Example 3: Impact-resistant phone case
Volume: 28 cm³, TPU (flexible, 95A) at 1.21 g/cm³. At 40% infill: 28 × 0.40 × 1.21 = 13.6 g infill. The flex of TPU means high infill makes the case stiffer and less effective at absorbing impact. For TPU cases, 15–25% gyroid or honeycomb provides better impact absorption than 40%+ grid infill, at lower material cost. At 20% infill: 6.8 g — half the material with better functional performance.
Common mistakes with infill settings
Using high infill as a substitute for proper wall count. For most strength requirements, adding perimeters (3 → 5 walls) is more effective and material-efficient than increasing infill from 20% to 60%. The walls carry most structural loads; infill primarily prevents the surface from collapsing. Adding 2 extra perimeters costs less material than doubling infill, with better load-bearing performance for most real-world loads.
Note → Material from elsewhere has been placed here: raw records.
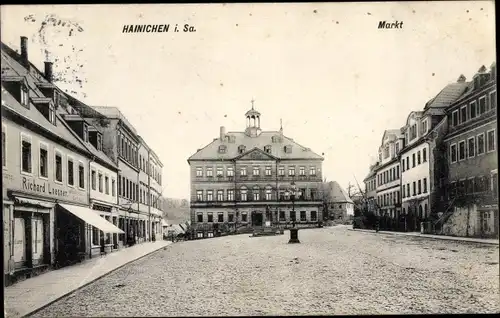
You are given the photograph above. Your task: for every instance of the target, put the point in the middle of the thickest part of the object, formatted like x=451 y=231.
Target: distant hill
x=176 y=210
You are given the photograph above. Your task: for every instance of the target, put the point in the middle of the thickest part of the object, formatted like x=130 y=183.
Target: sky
x=335 y=79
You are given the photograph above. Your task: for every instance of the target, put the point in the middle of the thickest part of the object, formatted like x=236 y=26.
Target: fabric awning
x=91 y=217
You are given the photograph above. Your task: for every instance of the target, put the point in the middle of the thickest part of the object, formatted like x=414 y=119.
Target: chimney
x=48 y=71
x=24 y=50
x=222 y=133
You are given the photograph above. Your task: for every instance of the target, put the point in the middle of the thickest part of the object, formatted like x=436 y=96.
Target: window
x=81 y=175
x=4 y=148
x=71 y=176
x=454 y=118
x=314 y=216
x=99 y=142
x=480 y=144
x=282 y=216
x=26 y=162
x=472 y=110
x=413 y=131
x=256 y=194
x=243 y=194
x=199 y=172
x=303 y=216
x=463 y=114
x=94 y=182
x=24 y=96
x=312 y=171
x=471 y=147
x=282 y=171
x=493 y=100
x=461 y=150
x=106 y=184
x=453 y=153
x=269 y=194
x=220 y=172
x=491 y=140
x=482 y=105
x=256 y=171
x=86 y=133
x=100 y=182
x=58 y=168
x=44 y=157
x=302 y=171
x=268 y=171
x=424 y=127
x=209 y=172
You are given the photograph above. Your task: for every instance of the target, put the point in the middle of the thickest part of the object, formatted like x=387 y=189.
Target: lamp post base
x=294 y=236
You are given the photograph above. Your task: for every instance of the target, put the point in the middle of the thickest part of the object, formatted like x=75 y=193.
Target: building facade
x=388 y=178
x=245 y=179
x=471 y=148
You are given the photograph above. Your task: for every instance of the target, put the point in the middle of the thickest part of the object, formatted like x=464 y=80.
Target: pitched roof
x=447 y=95
x=211 y=151
x=337 y=194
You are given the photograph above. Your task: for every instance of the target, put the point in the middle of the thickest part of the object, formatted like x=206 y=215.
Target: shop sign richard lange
x=43 y=188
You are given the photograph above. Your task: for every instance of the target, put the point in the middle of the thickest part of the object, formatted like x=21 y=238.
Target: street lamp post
x=294 y=231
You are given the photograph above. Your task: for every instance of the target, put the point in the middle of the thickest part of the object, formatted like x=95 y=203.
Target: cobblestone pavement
x=333 y=271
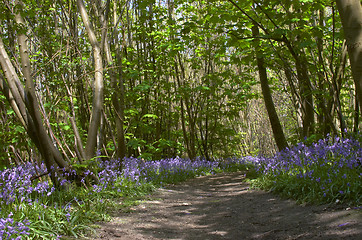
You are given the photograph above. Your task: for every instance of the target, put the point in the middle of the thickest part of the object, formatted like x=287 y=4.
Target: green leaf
x=148 y=115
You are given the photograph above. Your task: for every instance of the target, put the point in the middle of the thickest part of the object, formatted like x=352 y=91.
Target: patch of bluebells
x=166 y=170
x=331 y=169
x=16 y=185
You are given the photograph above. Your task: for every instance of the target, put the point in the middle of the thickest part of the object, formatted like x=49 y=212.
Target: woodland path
x=222 y=207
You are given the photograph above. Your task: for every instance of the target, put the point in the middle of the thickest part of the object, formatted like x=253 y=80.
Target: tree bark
x=268 y=100
x=97 y=105
x=350 y=12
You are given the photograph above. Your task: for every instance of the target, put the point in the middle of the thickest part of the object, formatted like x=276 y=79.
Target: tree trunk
x=268 y=100
x=97 y=105
x=351 y=16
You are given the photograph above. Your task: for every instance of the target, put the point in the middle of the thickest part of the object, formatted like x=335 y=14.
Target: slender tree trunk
x=97 y=105
x=268 y=100
x=351 y=16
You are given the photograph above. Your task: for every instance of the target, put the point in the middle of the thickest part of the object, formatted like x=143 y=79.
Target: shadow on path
x=222 y=207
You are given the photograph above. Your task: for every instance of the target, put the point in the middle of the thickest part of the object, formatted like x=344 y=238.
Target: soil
x=223 y=207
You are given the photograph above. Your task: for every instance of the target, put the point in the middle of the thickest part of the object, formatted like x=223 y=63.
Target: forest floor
x=223 y=207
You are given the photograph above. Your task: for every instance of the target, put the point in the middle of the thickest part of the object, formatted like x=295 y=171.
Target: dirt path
x=222 y=207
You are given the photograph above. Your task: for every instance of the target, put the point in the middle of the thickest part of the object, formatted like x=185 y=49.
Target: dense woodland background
x=157 y=79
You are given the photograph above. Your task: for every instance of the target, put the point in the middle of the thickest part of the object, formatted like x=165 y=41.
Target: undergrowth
x=328 y=171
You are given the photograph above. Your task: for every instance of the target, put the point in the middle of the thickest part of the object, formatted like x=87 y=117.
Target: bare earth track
x=222 y=207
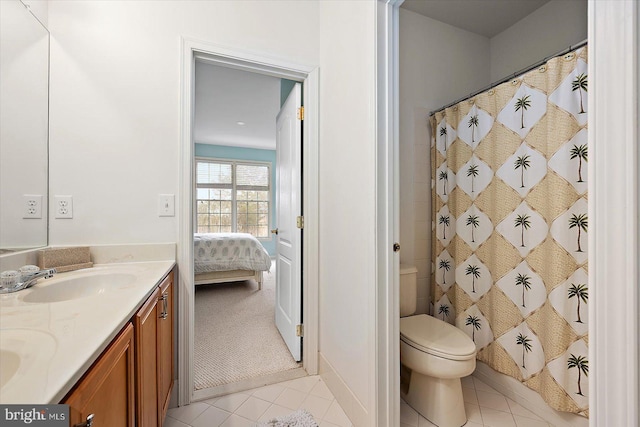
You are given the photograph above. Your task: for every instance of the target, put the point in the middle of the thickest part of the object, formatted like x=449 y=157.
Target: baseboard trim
x=248 y=384
x=527 y=398
x=343 y=394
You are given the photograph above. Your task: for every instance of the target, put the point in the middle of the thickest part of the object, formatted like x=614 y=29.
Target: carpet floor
x=235 y=333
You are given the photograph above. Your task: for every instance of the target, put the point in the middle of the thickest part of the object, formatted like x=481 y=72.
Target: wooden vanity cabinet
x=107 y=390
x=154 y=355
x=130 y=383
x=146 y=331
x=165 y=346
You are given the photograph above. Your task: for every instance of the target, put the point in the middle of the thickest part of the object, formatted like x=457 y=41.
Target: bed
x=229 y=257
Not accounting for wall material in total weight estimates. The infill-only calculation from this calculator must be used alongside knowledge of your wall count and layer thicknesses to estimate total print weight. For a quick total estimate, slice the model with your settings and read the slicer's gram estimate directly.
Assuming infill percentage changes proportionally with strength. Going from 20% to 40% infill doesn't double strength. The relationship is non-linear and geometry-dependent. Beyond a certain threshold (around 40–60% for most patterns), additional infill yields diminishing strength returns at linear material cost.